Corsi motivazionali e dintorni, tra timidezza, leadership e empatia
Corsi motivazionali e dintorni, tra timidezza, leadership e empatia
Mi fanno molto ridere gli umani e il loro fiero girovagare dopo avere conseguito corsi motivazionali e formativi su qualità che solitamente sono dotazione naturale fatta di un mix di carattere, esperienze, geni e forse in piccola parte educazione e altri ingredienti imperscrutabili e congiunzioni astrali.
L’empatia, per esempio, forse la puoi sviluppare, ma assemblare un tot di parole tipo “sento il tuo dolore” (perché così t’hanno detto di dire) e intanto ti viene spontaneo dare priorità alla notifica della sfida a Ruzzle mentre parlano, oppure “ti ascolto” ma l’istinto egoistico ti conduce a guadagnare l’uscita, ti fa sembrare il prototipo del coinquilino dell’ascensore, più che empatico.

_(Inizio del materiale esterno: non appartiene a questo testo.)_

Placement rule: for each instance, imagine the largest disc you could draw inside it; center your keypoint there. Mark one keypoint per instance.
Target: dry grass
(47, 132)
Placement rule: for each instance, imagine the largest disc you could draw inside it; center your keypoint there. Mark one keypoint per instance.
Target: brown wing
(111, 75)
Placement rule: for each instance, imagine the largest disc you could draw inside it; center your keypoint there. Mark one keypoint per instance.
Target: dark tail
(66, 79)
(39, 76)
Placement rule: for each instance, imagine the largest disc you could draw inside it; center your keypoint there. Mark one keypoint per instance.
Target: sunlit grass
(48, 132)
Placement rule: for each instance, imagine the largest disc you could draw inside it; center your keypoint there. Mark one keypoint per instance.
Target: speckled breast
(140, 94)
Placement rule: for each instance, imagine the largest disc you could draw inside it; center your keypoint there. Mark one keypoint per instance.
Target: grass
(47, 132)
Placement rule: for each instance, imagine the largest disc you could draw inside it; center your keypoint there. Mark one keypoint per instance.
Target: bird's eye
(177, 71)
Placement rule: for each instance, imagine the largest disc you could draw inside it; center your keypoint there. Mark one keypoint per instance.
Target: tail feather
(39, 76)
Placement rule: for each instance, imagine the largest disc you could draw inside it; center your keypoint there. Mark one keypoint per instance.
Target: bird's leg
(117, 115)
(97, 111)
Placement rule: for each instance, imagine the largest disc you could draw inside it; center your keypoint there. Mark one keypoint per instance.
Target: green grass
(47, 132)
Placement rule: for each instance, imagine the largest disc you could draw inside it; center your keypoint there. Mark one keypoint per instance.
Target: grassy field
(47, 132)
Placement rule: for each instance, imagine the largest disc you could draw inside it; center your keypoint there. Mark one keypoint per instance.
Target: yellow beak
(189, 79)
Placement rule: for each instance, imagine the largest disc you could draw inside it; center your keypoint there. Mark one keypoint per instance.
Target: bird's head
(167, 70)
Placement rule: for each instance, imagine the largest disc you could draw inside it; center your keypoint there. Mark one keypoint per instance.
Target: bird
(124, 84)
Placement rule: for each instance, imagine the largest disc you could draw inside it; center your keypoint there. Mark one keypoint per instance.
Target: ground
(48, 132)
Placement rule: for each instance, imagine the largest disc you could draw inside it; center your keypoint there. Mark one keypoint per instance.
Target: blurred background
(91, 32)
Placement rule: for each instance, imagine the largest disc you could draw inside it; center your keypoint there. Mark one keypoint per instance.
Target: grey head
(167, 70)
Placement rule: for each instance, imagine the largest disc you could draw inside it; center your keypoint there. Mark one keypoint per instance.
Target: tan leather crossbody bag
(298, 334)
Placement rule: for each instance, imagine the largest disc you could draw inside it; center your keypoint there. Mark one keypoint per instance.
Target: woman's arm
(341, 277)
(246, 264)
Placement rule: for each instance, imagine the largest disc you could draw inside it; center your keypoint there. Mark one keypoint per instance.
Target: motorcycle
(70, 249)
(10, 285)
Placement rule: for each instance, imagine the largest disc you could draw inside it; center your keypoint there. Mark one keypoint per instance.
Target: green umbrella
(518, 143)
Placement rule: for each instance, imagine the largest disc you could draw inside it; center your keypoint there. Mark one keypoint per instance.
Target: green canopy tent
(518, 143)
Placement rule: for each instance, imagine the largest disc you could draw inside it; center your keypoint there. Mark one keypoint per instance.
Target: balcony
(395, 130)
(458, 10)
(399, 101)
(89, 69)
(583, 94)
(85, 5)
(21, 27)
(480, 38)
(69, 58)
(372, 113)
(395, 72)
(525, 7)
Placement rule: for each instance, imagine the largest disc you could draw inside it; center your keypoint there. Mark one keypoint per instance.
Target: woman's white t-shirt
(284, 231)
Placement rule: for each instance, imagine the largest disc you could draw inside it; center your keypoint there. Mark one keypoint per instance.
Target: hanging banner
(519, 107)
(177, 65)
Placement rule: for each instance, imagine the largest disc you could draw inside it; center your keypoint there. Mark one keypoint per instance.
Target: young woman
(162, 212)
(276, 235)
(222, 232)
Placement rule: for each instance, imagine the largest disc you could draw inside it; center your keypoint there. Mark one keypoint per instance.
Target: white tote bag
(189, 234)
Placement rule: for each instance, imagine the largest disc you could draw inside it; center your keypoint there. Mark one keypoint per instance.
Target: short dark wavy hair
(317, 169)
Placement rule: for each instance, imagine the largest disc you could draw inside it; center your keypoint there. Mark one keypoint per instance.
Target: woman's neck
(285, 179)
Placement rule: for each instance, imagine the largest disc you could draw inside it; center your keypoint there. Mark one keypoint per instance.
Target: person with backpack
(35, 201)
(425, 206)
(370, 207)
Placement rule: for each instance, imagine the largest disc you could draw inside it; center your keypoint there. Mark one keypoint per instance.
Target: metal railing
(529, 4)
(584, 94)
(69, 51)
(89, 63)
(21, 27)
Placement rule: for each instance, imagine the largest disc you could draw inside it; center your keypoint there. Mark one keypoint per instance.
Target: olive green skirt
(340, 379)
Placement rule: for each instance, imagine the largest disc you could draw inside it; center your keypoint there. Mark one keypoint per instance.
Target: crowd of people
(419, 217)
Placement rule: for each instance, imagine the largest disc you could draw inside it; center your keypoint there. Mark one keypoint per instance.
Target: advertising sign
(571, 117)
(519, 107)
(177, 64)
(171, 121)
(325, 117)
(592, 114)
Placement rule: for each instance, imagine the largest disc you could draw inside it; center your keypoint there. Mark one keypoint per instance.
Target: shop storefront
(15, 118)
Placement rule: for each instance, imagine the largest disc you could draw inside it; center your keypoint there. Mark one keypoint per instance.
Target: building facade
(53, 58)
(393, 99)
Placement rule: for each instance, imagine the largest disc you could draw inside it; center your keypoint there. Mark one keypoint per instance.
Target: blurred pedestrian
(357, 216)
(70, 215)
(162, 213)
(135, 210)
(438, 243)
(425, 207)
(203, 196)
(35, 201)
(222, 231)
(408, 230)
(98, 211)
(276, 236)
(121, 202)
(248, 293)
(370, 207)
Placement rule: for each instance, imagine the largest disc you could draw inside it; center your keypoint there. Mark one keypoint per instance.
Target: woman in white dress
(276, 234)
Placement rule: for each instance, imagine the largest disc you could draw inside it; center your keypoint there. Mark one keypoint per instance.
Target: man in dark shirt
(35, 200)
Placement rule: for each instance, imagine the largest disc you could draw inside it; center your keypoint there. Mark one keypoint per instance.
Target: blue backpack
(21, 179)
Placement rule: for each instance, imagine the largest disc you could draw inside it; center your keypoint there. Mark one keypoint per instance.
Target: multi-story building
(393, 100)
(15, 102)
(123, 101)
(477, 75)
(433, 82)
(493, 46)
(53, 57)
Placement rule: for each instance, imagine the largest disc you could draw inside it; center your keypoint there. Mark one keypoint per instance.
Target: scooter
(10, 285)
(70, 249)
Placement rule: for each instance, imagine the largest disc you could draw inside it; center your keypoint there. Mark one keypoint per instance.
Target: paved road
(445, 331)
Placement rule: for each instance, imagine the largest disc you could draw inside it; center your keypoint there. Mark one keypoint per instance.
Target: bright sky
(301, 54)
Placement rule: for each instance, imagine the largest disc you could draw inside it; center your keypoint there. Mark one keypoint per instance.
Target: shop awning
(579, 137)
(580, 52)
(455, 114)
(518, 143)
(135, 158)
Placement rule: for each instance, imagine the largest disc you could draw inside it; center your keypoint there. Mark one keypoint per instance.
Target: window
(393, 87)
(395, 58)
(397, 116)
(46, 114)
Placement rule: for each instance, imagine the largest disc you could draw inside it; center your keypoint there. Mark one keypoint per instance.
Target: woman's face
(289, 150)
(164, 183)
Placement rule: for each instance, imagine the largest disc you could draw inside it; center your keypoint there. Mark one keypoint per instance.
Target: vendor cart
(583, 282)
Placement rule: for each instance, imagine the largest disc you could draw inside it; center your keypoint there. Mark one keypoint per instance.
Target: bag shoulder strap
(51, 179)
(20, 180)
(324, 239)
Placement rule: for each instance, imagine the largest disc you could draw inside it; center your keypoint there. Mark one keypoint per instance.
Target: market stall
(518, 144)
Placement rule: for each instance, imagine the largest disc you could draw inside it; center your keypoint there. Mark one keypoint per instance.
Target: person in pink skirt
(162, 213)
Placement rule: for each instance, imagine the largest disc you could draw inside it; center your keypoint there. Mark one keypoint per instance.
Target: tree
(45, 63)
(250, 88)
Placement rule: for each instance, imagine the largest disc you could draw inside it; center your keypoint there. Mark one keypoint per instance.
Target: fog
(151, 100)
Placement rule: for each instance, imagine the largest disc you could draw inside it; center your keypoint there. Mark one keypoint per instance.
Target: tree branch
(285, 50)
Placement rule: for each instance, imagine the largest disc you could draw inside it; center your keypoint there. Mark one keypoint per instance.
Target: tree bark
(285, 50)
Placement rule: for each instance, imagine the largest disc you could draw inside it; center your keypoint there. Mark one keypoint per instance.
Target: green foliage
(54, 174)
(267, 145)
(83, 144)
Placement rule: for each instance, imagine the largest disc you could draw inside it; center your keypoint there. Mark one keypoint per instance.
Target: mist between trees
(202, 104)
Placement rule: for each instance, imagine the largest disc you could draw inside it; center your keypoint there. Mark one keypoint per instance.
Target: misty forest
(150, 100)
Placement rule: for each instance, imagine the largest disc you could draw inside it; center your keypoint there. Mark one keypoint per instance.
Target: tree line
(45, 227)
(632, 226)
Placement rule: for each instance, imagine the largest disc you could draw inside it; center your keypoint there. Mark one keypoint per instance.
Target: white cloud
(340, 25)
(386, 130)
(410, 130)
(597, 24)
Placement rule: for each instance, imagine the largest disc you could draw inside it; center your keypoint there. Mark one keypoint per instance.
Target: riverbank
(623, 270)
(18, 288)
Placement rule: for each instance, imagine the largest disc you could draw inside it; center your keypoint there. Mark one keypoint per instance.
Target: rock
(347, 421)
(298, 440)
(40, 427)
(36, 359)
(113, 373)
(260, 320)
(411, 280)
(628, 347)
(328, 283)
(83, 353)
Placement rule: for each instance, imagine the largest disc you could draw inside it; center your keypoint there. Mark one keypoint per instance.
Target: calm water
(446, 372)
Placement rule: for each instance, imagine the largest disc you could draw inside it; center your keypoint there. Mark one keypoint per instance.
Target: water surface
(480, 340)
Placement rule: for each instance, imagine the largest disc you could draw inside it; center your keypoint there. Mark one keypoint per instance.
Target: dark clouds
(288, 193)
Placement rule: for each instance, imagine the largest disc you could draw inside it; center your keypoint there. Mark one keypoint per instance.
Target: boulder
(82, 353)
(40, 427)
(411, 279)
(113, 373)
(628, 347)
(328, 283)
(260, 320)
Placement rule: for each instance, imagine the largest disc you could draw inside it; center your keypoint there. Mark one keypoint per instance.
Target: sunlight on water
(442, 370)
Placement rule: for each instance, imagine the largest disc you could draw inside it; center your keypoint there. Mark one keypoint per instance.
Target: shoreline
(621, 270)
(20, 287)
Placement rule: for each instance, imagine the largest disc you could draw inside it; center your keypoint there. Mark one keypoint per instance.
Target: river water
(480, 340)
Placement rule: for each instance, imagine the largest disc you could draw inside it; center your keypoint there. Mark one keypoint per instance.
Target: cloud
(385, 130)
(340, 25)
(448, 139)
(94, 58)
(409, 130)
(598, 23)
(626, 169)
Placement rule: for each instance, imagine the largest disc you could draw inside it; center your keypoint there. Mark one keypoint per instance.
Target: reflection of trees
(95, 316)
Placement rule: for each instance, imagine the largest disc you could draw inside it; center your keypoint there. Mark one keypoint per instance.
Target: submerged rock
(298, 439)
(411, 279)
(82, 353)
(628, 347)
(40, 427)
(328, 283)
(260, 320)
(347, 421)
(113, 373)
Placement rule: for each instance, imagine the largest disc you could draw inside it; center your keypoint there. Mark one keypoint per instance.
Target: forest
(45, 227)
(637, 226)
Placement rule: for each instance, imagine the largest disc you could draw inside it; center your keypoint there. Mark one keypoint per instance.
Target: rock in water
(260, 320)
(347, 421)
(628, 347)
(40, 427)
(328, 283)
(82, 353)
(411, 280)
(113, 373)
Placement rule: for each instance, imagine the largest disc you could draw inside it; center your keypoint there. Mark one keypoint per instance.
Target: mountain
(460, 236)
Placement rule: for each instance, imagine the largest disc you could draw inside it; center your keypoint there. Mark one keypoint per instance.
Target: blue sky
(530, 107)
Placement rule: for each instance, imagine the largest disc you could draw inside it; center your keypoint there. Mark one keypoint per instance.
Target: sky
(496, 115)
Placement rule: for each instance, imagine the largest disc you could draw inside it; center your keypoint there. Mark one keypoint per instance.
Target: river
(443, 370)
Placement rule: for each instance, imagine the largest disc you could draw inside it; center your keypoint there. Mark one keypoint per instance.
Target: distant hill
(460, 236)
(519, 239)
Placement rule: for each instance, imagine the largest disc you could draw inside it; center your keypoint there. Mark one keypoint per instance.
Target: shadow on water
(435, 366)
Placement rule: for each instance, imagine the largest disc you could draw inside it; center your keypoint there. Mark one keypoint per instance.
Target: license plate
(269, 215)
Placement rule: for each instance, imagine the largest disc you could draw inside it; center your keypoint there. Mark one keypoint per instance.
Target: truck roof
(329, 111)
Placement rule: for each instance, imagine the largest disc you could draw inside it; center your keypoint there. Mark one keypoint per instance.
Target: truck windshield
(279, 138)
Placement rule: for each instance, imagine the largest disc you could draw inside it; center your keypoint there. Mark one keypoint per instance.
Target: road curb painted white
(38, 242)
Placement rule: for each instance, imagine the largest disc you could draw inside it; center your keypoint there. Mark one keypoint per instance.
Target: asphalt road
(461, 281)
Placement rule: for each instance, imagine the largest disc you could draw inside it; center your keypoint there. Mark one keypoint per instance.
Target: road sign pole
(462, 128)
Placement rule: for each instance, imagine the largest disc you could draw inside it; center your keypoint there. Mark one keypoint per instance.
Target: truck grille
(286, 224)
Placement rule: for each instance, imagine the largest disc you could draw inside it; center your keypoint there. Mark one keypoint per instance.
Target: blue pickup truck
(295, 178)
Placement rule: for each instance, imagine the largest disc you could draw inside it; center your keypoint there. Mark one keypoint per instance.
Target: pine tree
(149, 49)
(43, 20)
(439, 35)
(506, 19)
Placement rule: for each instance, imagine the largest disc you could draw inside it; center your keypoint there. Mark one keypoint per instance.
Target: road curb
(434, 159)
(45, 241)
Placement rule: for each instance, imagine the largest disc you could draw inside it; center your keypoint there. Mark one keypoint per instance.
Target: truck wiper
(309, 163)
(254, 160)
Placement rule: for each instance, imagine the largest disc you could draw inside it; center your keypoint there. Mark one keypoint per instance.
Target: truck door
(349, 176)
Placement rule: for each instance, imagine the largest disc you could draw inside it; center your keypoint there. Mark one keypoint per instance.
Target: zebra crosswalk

O la timidezza. Mamma mia la timidezza. I corsi di public speaking per esempio, io stessa ne ho fatto qualcuno e con qualche consiglio pratico mi hanno aiutato molto ma, ahimè, su un piano dove forse non risiedevano realmente le mie paure e limiti più profondi. Perché non è cambiato proprio nulla quando che ne so, arrivo a un party amichevole (come certe partite) dove ci sono gli amici degli amici degli amici e, dopo uno sguardo rapido agli angoli più nascosti e meno illuminati, vivo lo scoramento che siano già occupati. O per il rossore in volto (e qui la mascherina è stato un aiutino), o peggio del peggio sul collo (cosa odiatissima da noi timidi).
O la comicità, come la impari e come la insegni? Una bimba che conosco mi fa una tenerezza unica perché quando viene accompagnata alle feste (che per lei sono ostacoli da superare fino al ritorno alla agognata solitudine domestica) la si ritrova nello stesso identico punto in cui è stata lasciata; resta immobile aspettando che passi. È molto ubbidiente e ha ricevuto il consiglio di un estroverso di superare la timidezza raccontando barzellette. Il risultato del tentativo a cui si è arresa è stato che rideva da sola con uno sforzo immane per cercare di trascinare gli altri bambini che, però, la guardavano attoniti mentre la risata cresceva in una intensità più simile a un pianto. In effetti, da fuori può avere una sua comicità tutto questo. Ma per uno spettatore esterno.
Il fantomatico spettatore esterno che ti guarda e ti capisce e ti assolve è il balsamo di ogni disagio e, a pensarci bene, non è forse questa la fede?
Ma comunque, non distraiamoci dalla più temibile tra le qualità che si desideri acquisire: la leadership.
Ti ritrovi quelli che sono arrivati alla lezione numero 10 e poi hanno pure fatto l’extra completo di ipnosi e studio del tema natale e li guardi mentre urlano di essere loro i leader poiché dotati di grande leadership ed empatia, e che gli è stato proprio detto così dopo un test accuratissimo che partiva dalle vigne dell’arciprete*.
E sono sinceramente dimentichi sia di aver bisogno di urlare per far sì che qualcuno ascolti, sia di aver pagato per farselo dire.
Ammirevole (credo) che a uno manchi quel quid lì, ne diventi consapevole e cerchi di lavorarci su. Ma, il più delle volte questa necessità di essere “giovani” rampanti e intraprendenti che fan passi da giganti nei debutti in società, sempre pronti ad ogni avvenimento in 10 lezioni (ndr saluto Luca) produce messe in scena goffe o vere e proprie gag perché non è un migliorarsi, ma uno snaturarsi, con pericolose conseguenze.
Tra tutte le qualità che si desideri acquisire, questa richiede il coinvolgimento di altre anime che hanno il compito di confermarla o perire, perché puoi desiderare la roba d’altri o uccidere, ma non puoi dubitare di una leadership diplomata.
Sarebbe meglio, tante volte, cimentarsi per esempio nell’apprendimento dello swahili, dello zeusofono, o della filosofia dei Simpson, o volersi bene, se ci si vuole arricchire senza danni.
* Da una espressione salentina che sta ad indicare una narrazione dei fatti che si perde nel tempo e che, a volte, perde di vista l'argomento di cui si sta discettando.